The Left Brain responds:
Ethoxylation is the process of chemically reacting ethylene oxide with fatty acids (or other hydrocarbons) to make them more water soluble. In cosmetics, hydrocarbons are good for making hair and skin feel smooth, soft and in better condition. But hydrocarbons don’t mix with water (think of separated salad dressing). So, chemists ethoxylate the compounds making them more water soluble. Some consumers (especially those that are interested in using natural products) are concerned that anything that has been ethoxylated contains 1,4 Dioxane and is therefore dangerous.

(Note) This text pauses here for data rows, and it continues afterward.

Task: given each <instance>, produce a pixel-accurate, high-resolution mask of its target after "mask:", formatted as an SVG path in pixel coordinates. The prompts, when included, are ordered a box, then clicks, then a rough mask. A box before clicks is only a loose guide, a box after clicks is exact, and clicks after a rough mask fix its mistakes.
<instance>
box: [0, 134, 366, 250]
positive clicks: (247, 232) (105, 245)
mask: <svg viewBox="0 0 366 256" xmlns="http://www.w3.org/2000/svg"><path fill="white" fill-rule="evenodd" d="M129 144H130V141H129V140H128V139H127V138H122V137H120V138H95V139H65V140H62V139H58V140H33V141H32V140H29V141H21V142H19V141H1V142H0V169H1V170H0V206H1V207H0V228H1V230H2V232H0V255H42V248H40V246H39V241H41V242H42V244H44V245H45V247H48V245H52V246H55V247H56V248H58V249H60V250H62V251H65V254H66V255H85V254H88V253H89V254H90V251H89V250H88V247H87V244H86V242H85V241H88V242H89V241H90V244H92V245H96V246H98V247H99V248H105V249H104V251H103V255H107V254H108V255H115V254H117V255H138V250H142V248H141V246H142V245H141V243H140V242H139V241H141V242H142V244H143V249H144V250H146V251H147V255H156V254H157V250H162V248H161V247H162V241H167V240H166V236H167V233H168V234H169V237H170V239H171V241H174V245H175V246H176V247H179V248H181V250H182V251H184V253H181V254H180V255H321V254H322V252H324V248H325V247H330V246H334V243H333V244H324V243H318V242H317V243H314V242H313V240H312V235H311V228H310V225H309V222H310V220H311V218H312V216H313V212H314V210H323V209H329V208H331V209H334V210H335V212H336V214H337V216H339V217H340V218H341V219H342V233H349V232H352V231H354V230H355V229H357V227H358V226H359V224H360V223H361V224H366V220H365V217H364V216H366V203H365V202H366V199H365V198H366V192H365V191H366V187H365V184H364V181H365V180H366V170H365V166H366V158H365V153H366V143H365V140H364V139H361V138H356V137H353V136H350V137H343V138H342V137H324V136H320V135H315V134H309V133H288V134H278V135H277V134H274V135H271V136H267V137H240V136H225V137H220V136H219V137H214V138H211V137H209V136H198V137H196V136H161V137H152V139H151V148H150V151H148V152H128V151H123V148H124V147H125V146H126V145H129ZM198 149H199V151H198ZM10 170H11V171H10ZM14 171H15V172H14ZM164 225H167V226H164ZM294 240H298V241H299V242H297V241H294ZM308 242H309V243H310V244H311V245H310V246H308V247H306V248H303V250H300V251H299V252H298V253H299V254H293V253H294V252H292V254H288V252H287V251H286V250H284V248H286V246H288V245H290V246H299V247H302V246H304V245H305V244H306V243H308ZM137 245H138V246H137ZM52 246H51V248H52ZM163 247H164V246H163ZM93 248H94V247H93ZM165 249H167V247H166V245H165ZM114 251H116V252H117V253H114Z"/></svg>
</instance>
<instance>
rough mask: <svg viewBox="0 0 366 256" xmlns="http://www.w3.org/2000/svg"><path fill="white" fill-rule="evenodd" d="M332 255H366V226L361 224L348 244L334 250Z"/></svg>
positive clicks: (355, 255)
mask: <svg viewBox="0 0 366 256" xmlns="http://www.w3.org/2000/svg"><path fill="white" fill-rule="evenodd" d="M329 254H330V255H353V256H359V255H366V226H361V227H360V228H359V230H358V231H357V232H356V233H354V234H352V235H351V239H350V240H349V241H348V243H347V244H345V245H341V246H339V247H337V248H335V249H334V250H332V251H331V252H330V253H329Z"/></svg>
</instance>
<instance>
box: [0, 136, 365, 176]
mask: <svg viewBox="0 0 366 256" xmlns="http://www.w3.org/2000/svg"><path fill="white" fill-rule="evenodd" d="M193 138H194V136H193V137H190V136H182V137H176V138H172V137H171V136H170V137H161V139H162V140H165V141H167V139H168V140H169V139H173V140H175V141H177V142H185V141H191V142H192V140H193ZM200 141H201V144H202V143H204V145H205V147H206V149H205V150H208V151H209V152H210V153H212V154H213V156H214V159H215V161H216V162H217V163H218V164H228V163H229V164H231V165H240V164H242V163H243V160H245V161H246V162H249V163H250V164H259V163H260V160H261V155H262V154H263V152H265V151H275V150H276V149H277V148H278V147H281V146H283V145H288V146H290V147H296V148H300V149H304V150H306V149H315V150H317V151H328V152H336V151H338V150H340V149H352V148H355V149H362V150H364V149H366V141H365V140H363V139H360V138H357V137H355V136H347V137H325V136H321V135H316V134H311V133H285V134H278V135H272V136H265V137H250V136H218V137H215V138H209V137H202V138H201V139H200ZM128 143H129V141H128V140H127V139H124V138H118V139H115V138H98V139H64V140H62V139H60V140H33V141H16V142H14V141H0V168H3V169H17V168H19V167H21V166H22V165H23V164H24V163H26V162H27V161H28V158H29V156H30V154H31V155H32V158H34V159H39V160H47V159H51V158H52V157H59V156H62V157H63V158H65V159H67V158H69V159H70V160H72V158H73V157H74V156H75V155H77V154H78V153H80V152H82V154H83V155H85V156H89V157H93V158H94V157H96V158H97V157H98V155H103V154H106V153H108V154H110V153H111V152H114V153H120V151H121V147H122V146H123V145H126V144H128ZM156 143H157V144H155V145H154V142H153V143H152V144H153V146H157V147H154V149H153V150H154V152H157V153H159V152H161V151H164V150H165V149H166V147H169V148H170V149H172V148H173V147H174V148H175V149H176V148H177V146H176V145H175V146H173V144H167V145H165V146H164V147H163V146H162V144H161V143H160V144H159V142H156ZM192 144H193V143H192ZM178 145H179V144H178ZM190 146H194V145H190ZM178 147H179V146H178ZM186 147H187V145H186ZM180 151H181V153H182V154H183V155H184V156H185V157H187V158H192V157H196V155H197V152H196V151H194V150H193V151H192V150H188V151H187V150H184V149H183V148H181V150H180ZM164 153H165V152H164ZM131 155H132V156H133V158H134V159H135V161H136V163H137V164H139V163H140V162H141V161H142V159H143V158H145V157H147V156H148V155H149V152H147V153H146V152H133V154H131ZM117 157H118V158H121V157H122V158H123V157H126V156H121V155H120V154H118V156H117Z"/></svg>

They’re partially right: No matter how well you try to remove 1,4 Dioxane there will always be a trace level left. But it comes down to a matter of the dose. Many things cause cancer and health problems but are perfectly fine in low enough doses. There has never been any evidence suggesting that ethoxylated compounds in cosmetics cause cancer. Based on science, there is no reason to avoid compounds just because they have been ethoxylated.
The Beauty Brains bottom line
Even “natural” products will contain carcinogens at trace levels. These things are in our environment. They are impossible to completely avoid.